We used confirmatory factor analysis to estimate a measurement model to evaluate construct reliability and convergent and discriminant validity. Maximum likelihood estimates of the measurement model were obtained using AMOS. The measurement model has acceptable fit indices: χ2 = 539.91 with 174 d.f. and the NFI, RFI, IFI, TLI and CFI all fell between .94 and .96. The RMSEA is .059 (90% confidence interval of .053 to .065). Each factor loading was positive and significant at the .01 level (see Table 2 in Appendix). Construct reliabilities ranged from .75 to .92, which is acceptable (see Table 2 in Appendix for items, loadings and reliability). The average variances extracted of the constructs is greater than the square of the correlation between any pair of constructs (see Table 1), supporting the discriminant validity of the constructs (Fornell and Larcker 1981).

Table 1 Correlation matrix for Apex (upper half) and RMH (lower half), AVE on diagonal

We fit an initial model that includes the paths indicated by H1-H4 to the data. The overall model fit is acceptable, with a χ2 of 769.0 with 183 d.f. and fitness measures (NFI, RFI, CFI, IFI and TLI) between .91 and .94. A review of the modification indices revealed two significant paths were not included in the model: a path between promise accuracy and value congruence (β = .24) and a path between value congruence and pride (β = .36). These paths are theoretically plausible and thus were added to the model (see Fig. 1). These two paths suggest that (1) accurate promises are associated with more value-congruent ads, and (2) value congruence affects pride both directly and indirectly through its relationship with effectiveness. When the value congruence → pride path is added, χ2 drops 128.5 with 1 d.f., indicating an improved fit. We also added the promise accuracy → value congruence path and χ2 dropped 25 with 1 d.f., indicating a slightly improved fit. The NFI, RFI, CFI, IFI and TLI are .93 to .96, all of which are good to acceptable fits. The RMSEA is .063 (90% confidence interval is .057 to .068), which again, indicates an acceptable fit. The final model appears in Fig. 1 (dotted lines indicate added paths).

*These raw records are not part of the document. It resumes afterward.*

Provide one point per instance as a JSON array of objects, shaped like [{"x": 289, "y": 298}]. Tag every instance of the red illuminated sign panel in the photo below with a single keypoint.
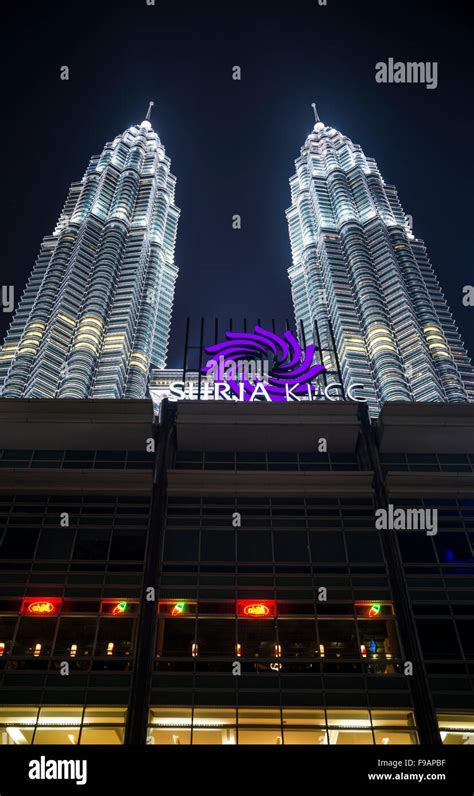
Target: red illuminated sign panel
[
  {"x": 256, "y": 609},
  {"x": 41, "y": 606}
]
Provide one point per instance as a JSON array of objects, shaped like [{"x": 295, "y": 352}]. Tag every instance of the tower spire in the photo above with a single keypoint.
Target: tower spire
[
  {"x": 147, "y": 117},
  {"x": 316, "y": 114}
]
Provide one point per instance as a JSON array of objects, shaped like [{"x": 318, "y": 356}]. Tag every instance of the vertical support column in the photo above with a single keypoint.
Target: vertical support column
[
  {"x": 165, "y": 437},
  {"x": 423, "y": 704}
]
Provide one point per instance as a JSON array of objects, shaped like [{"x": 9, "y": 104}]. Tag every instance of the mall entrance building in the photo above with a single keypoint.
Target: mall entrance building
[{"x": 215, "y": 574}]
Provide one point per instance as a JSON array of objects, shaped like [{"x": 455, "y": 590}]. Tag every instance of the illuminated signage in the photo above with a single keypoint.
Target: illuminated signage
[
  {"x": 117, "y": 607},
  {"x": 257, "y": 366},
  {"x": 44, "y": 606},
  {"x": 120, "y": 608},
  {"x": 177, "y": 608},
  {"x": 375, "y": 609},
  {"x": 253, "y": 609}
]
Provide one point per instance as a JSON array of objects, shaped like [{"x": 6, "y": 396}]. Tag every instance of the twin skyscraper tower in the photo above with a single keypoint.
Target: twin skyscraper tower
[{"x": 95, "y": 315}]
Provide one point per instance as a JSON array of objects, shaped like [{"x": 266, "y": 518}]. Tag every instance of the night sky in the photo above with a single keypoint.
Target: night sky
[{"x": 233, "y": 144}]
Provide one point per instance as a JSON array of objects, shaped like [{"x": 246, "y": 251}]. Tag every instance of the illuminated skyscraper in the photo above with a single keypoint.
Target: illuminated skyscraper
[
  {"x": 358, "y": 266},
  {"x": 95, "y": 314}
]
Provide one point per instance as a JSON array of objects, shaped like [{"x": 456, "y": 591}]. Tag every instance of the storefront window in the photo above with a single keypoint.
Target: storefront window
[
  {"x": 175, "y": 636},
  {"x": 103, "y": 725},
  {"x": 257, "y": 638},
  {"x": 34, "y": 636},
  {"x": 170, "y": 726},
  {"x": 337, "y": 638},
  {"x": 58, "y": 725},
  {"x": 75, "y": 637},
  {"x": 456, "y": 728},
  {"x": 115, "y": 637},
  {"x": 297, "y": 637},
  {"x": 216, "y": 637},
  {"x": 266, "y": 726},
  {"x": 62, "y": 725}
]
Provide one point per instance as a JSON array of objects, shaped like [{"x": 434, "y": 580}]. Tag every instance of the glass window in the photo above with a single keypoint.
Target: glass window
[
  {"x": 103, "y": 725},
  {"x": 75, "y": 636},
  {"x": 214, "y": 726},
  {"x": 416, "y": 547},
  {"x": 301, "y": 737},
  {"x": 327, "y": 547},
  {"x": 337, "y": 638},
  {"x": 363, "y": 546},
  {"x": 218, "y": 546},
  {"x": 58, "y": 725},
  {"x": 256, "y": 638},
  {"x": 115, "y": 637},
  {"x": 170, "y": 726},
  {"x": 299, "y": 716},
  {"x": 17, "y": 724},
  {"x": 388, "y": 737},
  {"x": 438, "y": 638},
  {"x": 128, "y": 544},
  {"x": 19, "y": 543},
  {"x": 452, "y": 547},
  {"x": 55, "y": 543},
  {"x": 466, "y": 634},
  {"x": 291, "y": 546},
  {"x": 91, "y": 544},
  {"x": 456, "y": 728},
  {"x": 35, "y": 636},
  {"x": 297, "y": 637},
  {"x": 7, "y": 629},
  {"x": 378, "y": 638},
  {"x": 181, "y": 545},
  {"x": 175, "y": 636},
  {"x": 254, "y": 546},
  {"x": 216, "y": 636}
]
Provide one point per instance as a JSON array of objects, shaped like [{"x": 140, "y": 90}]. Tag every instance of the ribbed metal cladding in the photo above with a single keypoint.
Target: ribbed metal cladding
[
  {"x": 357, "y": 265},
  {"x": 95, "y": 314}
]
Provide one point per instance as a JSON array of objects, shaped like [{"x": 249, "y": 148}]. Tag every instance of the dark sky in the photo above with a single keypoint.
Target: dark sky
[{"x": 233, "y": 144}]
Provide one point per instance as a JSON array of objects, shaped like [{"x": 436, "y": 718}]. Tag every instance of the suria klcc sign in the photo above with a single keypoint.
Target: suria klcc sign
[{"x": 257, "y": 366}]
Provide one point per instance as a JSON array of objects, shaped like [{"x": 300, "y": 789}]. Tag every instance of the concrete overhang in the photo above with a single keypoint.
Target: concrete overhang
[
  {"x": 267, "y": 426},
  {"x": 426, "y": 428},
  {"x": 430, "y": 485},
  {"x": 279, "y": 484},
  {"x": 73, "y": 482},
  {"x": 89, "y": 424}
]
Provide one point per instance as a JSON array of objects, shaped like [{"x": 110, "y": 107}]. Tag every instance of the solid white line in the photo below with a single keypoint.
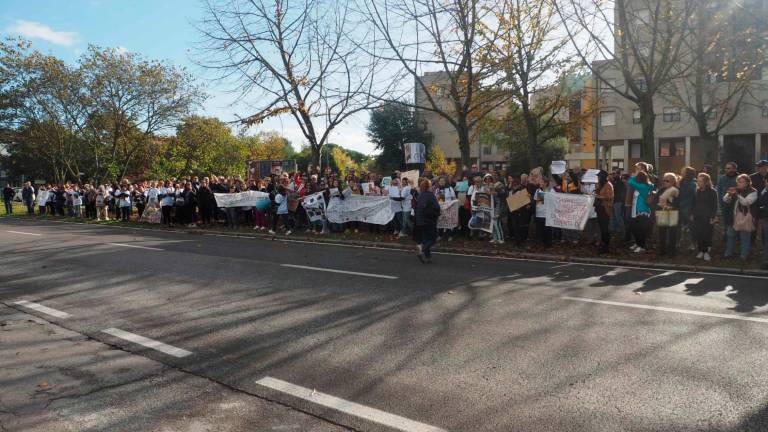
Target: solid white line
[
  {"x": 134, "y": 246},
  {"x": 340, "y": 271},
  {"x": 43, "y": 309},
  {"x": 666, "y": 309},
  {"x": 149, "y": 343},
  {"x": 347, "y": 407},
  {"x": 21, "y": 232}
]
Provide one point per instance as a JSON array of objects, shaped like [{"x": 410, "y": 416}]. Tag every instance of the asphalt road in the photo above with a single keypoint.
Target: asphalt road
[{"x": 382, "y": 342}]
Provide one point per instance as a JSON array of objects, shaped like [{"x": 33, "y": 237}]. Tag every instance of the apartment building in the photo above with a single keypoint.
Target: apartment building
[
  {"x": 677, "y": 141},
  {"x": 485, "y": 155}
]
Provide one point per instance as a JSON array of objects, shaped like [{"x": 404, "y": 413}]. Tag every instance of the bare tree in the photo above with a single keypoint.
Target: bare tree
[
  {"x": 724, "y": 61},
  {"x": 296, "y": 57},
  {"x": 537, "y": 65},
  {"x": 440, "y": 36},
  {"x": 643, "y": 41}
]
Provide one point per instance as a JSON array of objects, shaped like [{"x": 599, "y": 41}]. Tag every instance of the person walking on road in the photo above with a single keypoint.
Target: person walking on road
[
  {"x": 8, "y": 194},
  {"x": 28, "y": 196},
  {"x": 427, "y": 213}
]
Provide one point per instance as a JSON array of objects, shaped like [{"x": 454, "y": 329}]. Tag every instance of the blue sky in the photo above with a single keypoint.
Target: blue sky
[{"x": 157, "y": 29}]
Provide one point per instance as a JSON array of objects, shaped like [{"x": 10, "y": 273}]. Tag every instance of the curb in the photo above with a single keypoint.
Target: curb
[{"x": 447, "y": 249}]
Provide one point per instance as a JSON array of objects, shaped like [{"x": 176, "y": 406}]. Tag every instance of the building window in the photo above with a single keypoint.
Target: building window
[
  {"x": 608, "y": 85},
  {"x": 607, "y": 118},
  {"x": 671, "y": 115},
  {"x": 671, "y": 148}
]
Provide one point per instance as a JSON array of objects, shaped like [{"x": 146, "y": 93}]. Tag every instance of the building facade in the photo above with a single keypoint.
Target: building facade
[{"x": 677, "y": 142}]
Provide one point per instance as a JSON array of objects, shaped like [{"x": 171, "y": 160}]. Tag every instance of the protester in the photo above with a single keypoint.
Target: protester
[
  {"x": 742, "y": 198},
  {"x": 704, "y": 215},
  {"x": 28, "y": 198},
  {"x": 640, "y": 212},
  {"x": 667, "y": 216},
  {"x": 762, "y": 212},
  {"x": 427, "y": 213},
  {"x": 604, "y": 196}
]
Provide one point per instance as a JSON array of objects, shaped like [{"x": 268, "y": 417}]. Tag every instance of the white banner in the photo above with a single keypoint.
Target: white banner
[
  {"x": 358, "y": 208},
  {"x": 241, "y": 199},
  {"x": 449, "y": 215},
  {"x": 568, "y": 211}
]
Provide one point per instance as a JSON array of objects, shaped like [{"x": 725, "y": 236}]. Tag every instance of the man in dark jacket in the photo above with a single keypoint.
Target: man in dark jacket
[
  {"x": 427, "y": 213},
  {"x": 8, "y": 194}
]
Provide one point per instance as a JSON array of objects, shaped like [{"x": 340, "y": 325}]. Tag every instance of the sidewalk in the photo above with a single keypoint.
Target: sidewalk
[
  {"x": 56, "y": 380},
  {"x": 579, "y": 254}
]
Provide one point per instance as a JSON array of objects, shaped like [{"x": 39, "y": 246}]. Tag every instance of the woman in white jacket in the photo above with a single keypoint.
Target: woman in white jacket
[{"x": 745, "y": 197}]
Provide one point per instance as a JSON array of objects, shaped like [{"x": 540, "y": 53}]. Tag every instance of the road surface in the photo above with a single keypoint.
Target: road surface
[{"x": 370, "y": 339}]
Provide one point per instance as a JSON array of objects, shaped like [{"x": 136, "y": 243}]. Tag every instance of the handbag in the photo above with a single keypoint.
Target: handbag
[
  {"x": 743, "y": 221},
  {"x": 667, "y": 218}
]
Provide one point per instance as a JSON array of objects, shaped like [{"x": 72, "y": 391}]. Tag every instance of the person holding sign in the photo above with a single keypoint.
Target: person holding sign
[
  {"x": 640, "y": 211},
  {"x": 444, "y": 192},
  {"x": 427, "y": 213},
  {"x": 604, "y": 208}
]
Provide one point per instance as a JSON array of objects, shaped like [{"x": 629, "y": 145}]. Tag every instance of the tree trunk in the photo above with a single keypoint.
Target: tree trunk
[
  {"x": 315, "y": 150},
  {"x": 648, "y": 123},
  {"x": 464, "y": 145}
]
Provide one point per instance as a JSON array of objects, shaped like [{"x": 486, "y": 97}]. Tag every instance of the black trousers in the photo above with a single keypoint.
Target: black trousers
[
  {"x": 603, "y": 222},
  {"x": 639, "y": 226},
  {"x": 543, "y": 232},
  {"x": 167, "y": 214}
]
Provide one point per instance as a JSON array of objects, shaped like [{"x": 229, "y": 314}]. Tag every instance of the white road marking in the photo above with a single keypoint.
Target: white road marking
[
  {"x": 134, "y": 246},
  {"x": 44, "y": 309},
  {"x": 149, "y": 343},
  {"x": 22, "y": 232},
  {"x": 340, "y": 271},
  {"x": 666, "y": 309},
  {"x": 347, "y": 407}
]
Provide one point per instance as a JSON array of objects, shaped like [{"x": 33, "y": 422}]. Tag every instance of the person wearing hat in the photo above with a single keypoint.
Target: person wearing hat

H1a, organizational identification leads to promise accuracy, is supported (β = .31). H1b, suggesting that organizational identification increases value congruence, is also supported (β = .25). The idea that organizational identification causes employees to view ads more positively is generally supported.

H2a, promise accuracy increases effectiveness, is supported (β = .09). Value congruence increases effectiveness (β = .65); hypothesis H2b is supported.

Effectiveness is related to pride (β = .64), and the relationship between pride and customer focus receives support (β = .82). Both H3 and H4 are supported. Our results suggest that pride mediates the relationship between effectiveness and customer focus, as effectiveness does not have a direct relationship to customer focus when pride is included in the model.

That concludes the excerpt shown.